Australian police search for clues in the hunt for possible arsonists.
At least 173 people have been confirmed killed in the Australian bushfires, but officials say the toll will rise.
State Premier John Brumby said: "There are still a large number of people, in excess of 50 ... who the coroner believes are already deceased, but are not yet identified," said Brumby, as quoted by Reuters. "This is going to be a significant number, it will exceed 200 deaths."
About 25 fires were still burning in Victoria on Tuesday, with a dozen towns placed on alert as strong winds flared.
Australian police are looking for clues in the hunt for possible arsonists. Victoria state Police Commissioner Christine Nixon launched the arson investigation, "Operation Phoenix".
The disaster area, more than twice the size of London and encompassing more than 20 towns north of Melbourne, has been declared a crime zone by officials. Police tape flutters around charred houses where bodies have been found.

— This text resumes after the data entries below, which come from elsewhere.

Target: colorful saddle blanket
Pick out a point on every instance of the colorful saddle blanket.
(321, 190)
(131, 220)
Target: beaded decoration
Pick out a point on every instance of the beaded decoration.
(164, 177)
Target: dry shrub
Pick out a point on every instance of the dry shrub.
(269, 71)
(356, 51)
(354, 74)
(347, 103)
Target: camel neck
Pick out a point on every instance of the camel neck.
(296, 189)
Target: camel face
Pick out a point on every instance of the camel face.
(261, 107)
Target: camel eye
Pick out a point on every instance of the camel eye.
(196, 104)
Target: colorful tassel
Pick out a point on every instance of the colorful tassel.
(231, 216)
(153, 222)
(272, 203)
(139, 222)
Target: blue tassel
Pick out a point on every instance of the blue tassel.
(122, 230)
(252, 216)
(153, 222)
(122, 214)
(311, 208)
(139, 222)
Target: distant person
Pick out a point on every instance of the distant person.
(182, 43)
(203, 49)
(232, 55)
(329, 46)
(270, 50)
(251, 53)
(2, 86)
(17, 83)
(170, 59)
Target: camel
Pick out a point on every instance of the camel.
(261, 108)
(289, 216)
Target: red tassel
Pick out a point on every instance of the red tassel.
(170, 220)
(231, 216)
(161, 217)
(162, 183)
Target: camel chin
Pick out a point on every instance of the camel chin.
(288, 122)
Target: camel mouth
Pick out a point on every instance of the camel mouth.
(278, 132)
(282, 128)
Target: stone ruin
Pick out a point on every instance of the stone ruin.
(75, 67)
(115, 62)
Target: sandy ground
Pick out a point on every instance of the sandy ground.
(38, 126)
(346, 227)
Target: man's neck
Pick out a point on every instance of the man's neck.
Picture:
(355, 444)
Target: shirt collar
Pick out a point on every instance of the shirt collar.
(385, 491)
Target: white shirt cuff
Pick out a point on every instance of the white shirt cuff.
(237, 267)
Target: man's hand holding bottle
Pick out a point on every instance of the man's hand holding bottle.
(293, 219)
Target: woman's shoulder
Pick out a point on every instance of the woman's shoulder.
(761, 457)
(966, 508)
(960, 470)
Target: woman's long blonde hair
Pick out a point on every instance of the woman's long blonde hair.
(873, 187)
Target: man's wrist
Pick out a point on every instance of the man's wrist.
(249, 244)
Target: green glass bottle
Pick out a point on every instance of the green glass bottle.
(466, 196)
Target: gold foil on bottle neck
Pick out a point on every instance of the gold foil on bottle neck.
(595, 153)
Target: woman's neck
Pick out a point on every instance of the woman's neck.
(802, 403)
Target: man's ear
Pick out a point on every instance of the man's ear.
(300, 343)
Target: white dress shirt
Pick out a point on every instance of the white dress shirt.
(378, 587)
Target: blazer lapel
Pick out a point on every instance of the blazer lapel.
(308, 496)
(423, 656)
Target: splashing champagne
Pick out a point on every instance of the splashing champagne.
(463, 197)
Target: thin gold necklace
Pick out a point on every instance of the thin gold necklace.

The fires have increased pressure on Prime Minister Kevin Rudd to take firm action on climate change as scientists blamed global warming for conditions that fueled the disaster.
"This week's tragedy shows that we are now dealing with a changed climate in Australia and it is now apparent to all just how much we stand to lose," Greenpeace campaigner Trish Harrup said in a statement.
Major bushfires are not unusual, however.
"The fire weather experienced on Saturday ... although infrequent, is not unexpected, as on average this extreme fire weather occurs every 5 to 20 years," said Justin Leonard at the Commonwealth Scientific & Industrial Research Organization.
Australia is particularly vulnerable to climate change because of its hot, dry environment, but dependent on coal-fired power, Rudd has set a target to cut overall greenhouse gas emissions by only 5 per cent by 2020.